My first two days in Rwanda have been very busy. I will not start work until Monday so I have a few days to move in, unpack, and prepare. Last night Claire (the other volunteer working at EDD) and I moved into our new guesthouse, which is amazing.

Yesterday and today we went to town, which is mumugi (moo-moo-gee) in Kinyarwanda. We took mini-buses to town and rode motor-taxis on the way back. Both were an interesting experience. Mini-buses are vans that are packed full of people and they will take you all around Rwanda for about 25 cents (USD). Motor-taxis (a guy on a motorcycle) are a bit more expensive, but they are faster (don’t worry mom, I wore a helmet). You also have to make sure they don’t overcharge you. Muzungus (moo-zung-goo), which means white people, are easy targets to take advantage of. I’m slowly learning what is a fair price and my haggling skills are improving. I bought a phone and attempted to get my modem to work so I could get internet, but the system was down. Hopefully I will get that fixed soon. I am borrowing Claire’s right now.

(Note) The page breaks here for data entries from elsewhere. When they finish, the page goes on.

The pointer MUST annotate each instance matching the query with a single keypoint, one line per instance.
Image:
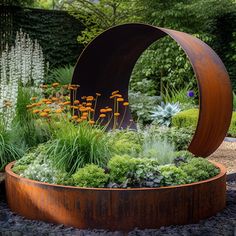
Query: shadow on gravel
(223, 224)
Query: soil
(226, 155)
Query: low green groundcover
(117, 159)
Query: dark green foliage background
(56, 32)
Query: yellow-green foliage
(188, 118)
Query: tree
(98, 16)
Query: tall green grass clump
(62, 75)
(26, 128)
(73, 147)
(9, 151)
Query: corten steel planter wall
(107, 63)
(116, 209)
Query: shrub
(182, 157)
(157, 149)
(125, 142)
(199, 169)
(181, 96)
(8, 150)
(121, 167)
(141, 106)
(27, 131)
(73, 147)
(36, 165)
(90, 176)
(163, 113)
(186, 119)
(173, 175)
(62, 75)
(147, 174)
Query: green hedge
(56, 31)
(189, 118)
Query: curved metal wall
(107, 62)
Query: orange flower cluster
(58, 105)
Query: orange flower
(115, 92)
(55, 85)
(120, 99)
(36, 111)
(43, 114)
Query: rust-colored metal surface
(116, 209)
(107, 63)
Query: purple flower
(190, 93)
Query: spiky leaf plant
(73, 147)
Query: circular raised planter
(116, 209)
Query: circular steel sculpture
(116, 209)
(107, 63)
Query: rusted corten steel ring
(107, 62)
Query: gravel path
(226, 155)
(223, 224)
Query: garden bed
(225, 155)
(116, 209)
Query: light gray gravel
(223, 224)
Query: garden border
(106, 64)
(116, 209)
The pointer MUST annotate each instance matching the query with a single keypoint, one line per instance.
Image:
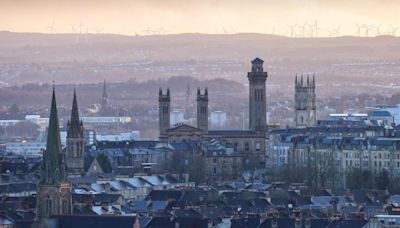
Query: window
(48, 205)
(246, 147)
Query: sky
(144, 17)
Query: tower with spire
(202, 110)
(54, 192)
(304, 102)
(164, 108)
(75, 150)
(257, 96)
(104, 101)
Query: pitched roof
(257, 61)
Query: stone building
(304, 103)
(75, 150)
(326, 154)
(257, 96)
(249, 145)
(54, 192)
(164, 101)
(221, 163)
(202, 111)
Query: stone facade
(164, 109)
(54, 193)
(304, 103)
(257, 96)
(75, 150)
(202, 111)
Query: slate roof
(73, 221)
(238, 133)
(164, 195)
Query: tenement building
(327, 154)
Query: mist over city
(199, 113)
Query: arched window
(48, 206)
(64, 205)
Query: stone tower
(54, 193)
(75, 151)
(257, 96)
(164, 103)
(304, 102)
(202, 110)
(104, 101)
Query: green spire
(51, 163)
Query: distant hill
(348, 63)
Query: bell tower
(202, 110)
(54, 192)
(164, 108)
(304, 102)
(257, 96)
(75, 151)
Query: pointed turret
(51, 165)
(53, 193)
(74, 124)
(75, 111)
(75, 151)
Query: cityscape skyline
(326, 18)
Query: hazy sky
(204, 16)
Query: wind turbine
(358, 28)
(393, 30)
(148, 31)
(316, 28)
(336, 31)
(75, 32)
(292, 27)
(134, 32)
(378, 29)
(51, 27)
(98, 31)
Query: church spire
(52, 161)
(75, 111)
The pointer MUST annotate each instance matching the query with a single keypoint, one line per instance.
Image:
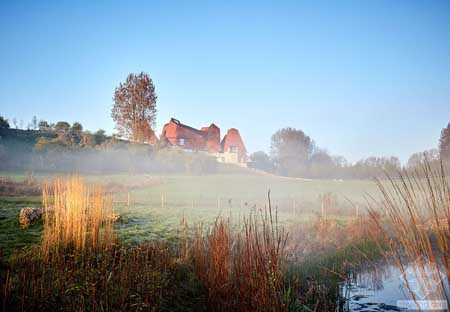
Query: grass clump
(416, 225)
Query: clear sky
(361, 78)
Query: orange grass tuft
(417, 219)
(75, 216)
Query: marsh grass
(416, 225)
(242, 271)
(76, 215)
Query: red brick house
(207, 139)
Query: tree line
(292, 152)
(295, 154)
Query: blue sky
(361, 78)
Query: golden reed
(76, 216)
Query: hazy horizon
(362, 79)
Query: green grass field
(157, 204)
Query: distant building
(230, 150)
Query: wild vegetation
(417, 227)
(81, 264)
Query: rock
(28, 215)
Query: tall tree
(134, 109)
(444, 143)
(291, 150)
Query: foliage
(76, 127)
(260, 160)
(4, 124)
(291, 149)
(416, 225)
(44, 125)
(134, 109)
(62, 126)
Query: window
(233, 149)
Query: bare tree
(134, 109)
(291, 150)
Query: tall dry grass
(76, 215)
(416, 224)
(242, 272)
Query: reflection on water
(383, 288)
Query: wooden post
(323, 208)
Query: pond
(383, 287)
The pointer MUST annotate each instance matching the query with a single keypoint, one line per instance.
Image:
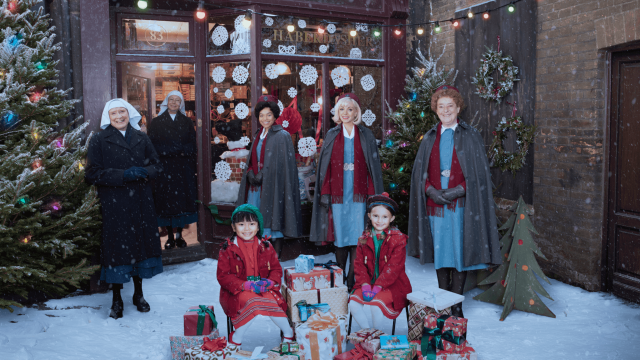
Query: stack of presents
(317, 310)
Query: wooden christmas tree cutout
(515, 285)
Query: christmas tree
(49, 218)
(412, 119)
(515, 284)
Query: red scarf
(334, 179)
(456, 177)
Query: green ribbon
(432, 338)
(203, 310)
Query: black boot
(180, 240)
(116, 304)
(138, 298)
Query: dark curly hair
(275, 109)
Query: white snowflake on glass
(340, 76)
(271, 71)
(218, 74)
(308, 75)
(223, 170)
(367, 82)
(368, 117)
(240, 74)
(290, 50)
(219, 36)
(307, 146)
(242, 110)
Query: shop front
(223, 58)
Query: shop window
(303, 36)
(229, 35)
(152, 35)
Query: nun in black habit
(120, 162)
(175, 190)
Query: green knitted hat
(251, 209)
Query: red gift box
(195, 314)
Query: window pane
(229, 35)
(306, 38)
(152, 35)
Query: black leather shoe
(116, 309)
(141, 303)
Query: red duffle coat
(232, 273)
(391, 266)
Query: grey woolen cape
(280, 195)
(320, 214)
(480, 233)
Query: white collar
(346, 133)
(452, 128)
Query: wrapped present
(369, 339)
(323, 336)
(199, 320)
(336, 298)
(417, 313)
(304, 263)
(180, 343)
(394, 342)
(396, 354)
(320, 277)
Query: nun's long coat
(129, 224)
(175, 189)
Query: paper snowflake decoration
(271, 71)
(219, 36)
(308, 75)
(240, 74)
(218, 74)
(289, 50)
(223, 170)
(368, 117)
(340, 76)
(355, 53)
(242, 110)
(307, 146)
(367, 82)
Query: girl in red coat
(249, 273)
(381, 282)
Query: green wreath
(490, 62)
(512, 161)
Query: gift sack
(323, 336)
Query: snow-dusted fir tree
(412, 118)
(49, 218)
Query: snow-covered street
(588, 325)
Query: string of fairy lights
(201, 14)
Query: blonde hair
(345, 101)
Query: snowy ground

At the moment, we don’t have power so I will wait to post pictures until tomorrow.

Wednesday, September 21, 2011

Burlington, Vermont...the black hole.

A typical way to start the day out of BVT is with a delay! Wahoo! Here's what I'm currently staring at:

Wednesday, September 14, 2011

Umuganda: Vermonter-Style

Three weeks ago, the little state of Vermont faced one of the largest natural disasters in its history: tropical storm Irene. My town of Waterbury was one of the hardest hit; homes, businesses, and roads faced severe flooding. Despite this, the outpour of kindness and generosity from the community has been amazing. Waterbury residents and others all around Vermonter have been working tirelessly to help those affected by loaning tools, cooking meals, and helping to clean up the mess.

Dac Rowe field completely flooded

Randall Street, Waterbury

Last week, Gyslaine, a Rwandan native who works with the Harwood program, arrived in Vermont for the first time. As we chatted about the disaster the Waterbury community faced, Gyslaine noted that the clean up efforts were one large umuganda. The word “umuganda” is the Rwandan word for contribution. It is used to describe a day reserved each month for the local community to come together and work on a particular project. When I was in Rwanda, we participated in umuganda and helped to build a road. Our group worked with the locals to cut down trees, dig up stumps, and create a clear path.

I retrospect, as I worked alongside my neighbors pumping water out of basements and throwing furniture in dumpsters a few weeks ago, I was a part of one large umuganda again. The only difference was this was my community thousands of miles away, which only solidified that the power of kindness is a universal. Cleveland Amory put it best when he said, “What this world needs is a new kind of army - the army of the kind.” I’m ready to enlist and deploy in that army.